Acute superior mesenteric artery occlusion

Case contributed by Hoe Han Guan
Diagnosis certain

Presentation

Abdominal pain with profuse diarrhea and vomiting

Patient Data

Age: 60 years
Gender: Female

The small bowel loops (jejunum and ileum) are mildly dilated. A long segment of filling defect seen at the distal two-third of superior mesenteric artery, as well as involving the ileal and ileocolic-right colic branches. The ileum, cecum and proximal ascending colon have edematous bowel wall without bowel wall enhancement. Most of the jejunum bowel loops maintain their normal bowel enhancement. The rest of large bowel loops are not dilated with normal mucosal and bowel wall enhancement. No intramural gas, pneumoperitoneum and portal venous gas.
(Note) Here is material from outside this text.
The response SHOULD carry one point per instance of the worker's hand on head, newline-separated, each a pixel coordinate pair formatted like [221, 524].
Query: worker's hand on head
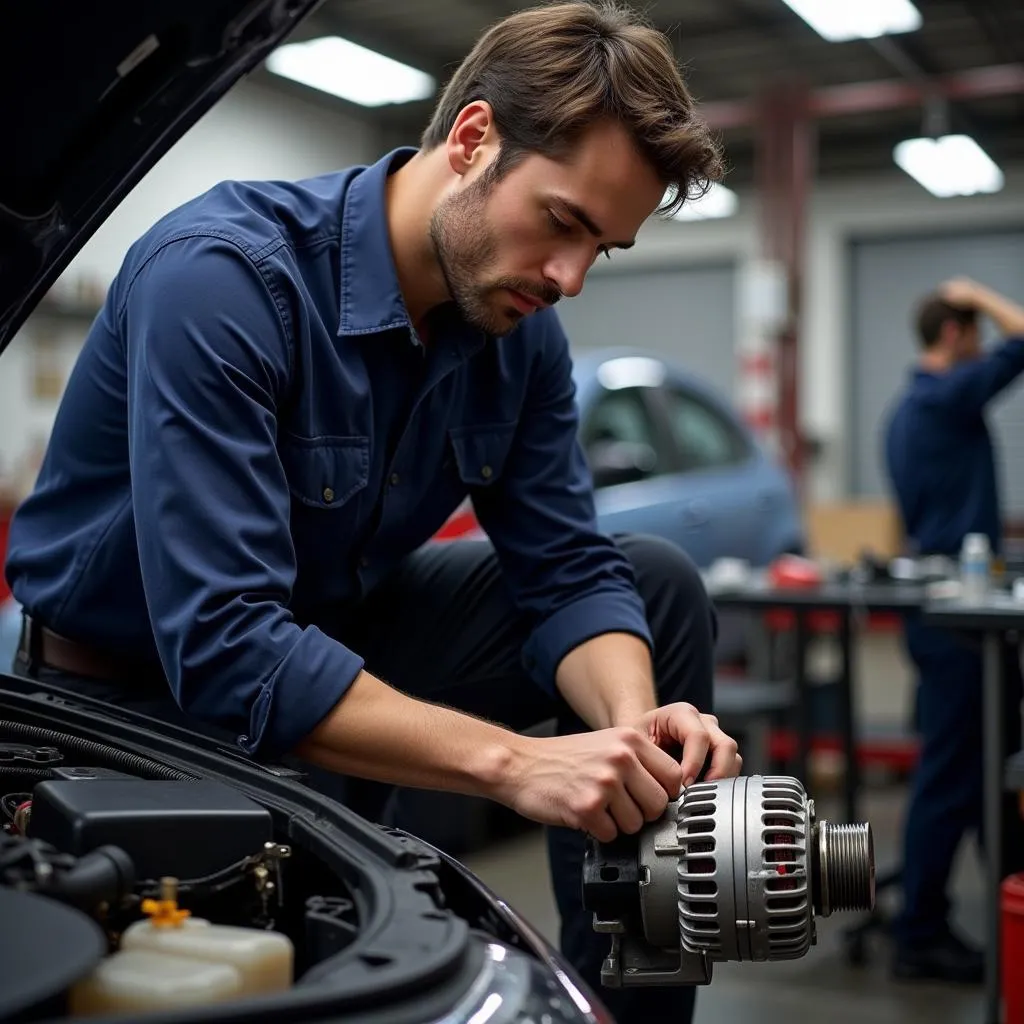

Minimal ascites noted at the perihepatic, pelvic, and right inframesocolic region.

Annotated image

Sagittal view is crucial plane to assess the contrasted superior mesenteric artery to look for thrombus and embolus, especially the proximal superior mesenteric artery near to its origin which is the common location for superior mesenteric artery thrombosis.

Maximum intensity projection (MIP) is a useful tool for quick and effective assessment of the overall bowel wall enhancement distribution in coronal view.

Case Discussion

As this patient has a known case of atrial fibrillation, for which she has defaulted her anticoagulation treatment, the most likely cause of the superior mesenteric artery occlusion is due to embolus rather than thrombosis.

Acute superior mesenteric artery occlusion results in ileal, cecal and proximal ascending colonic ischemia due to the long segment of embolus lodged within the distal superior mesenteric artery and the respective branches. The jejunal branch and middle colic artery are spared therefore explaining the respective bowel loops maintained their vascular supply and bowel wall enhancement.

This patient underwent urgent small bowel resection and right hemicolectomy.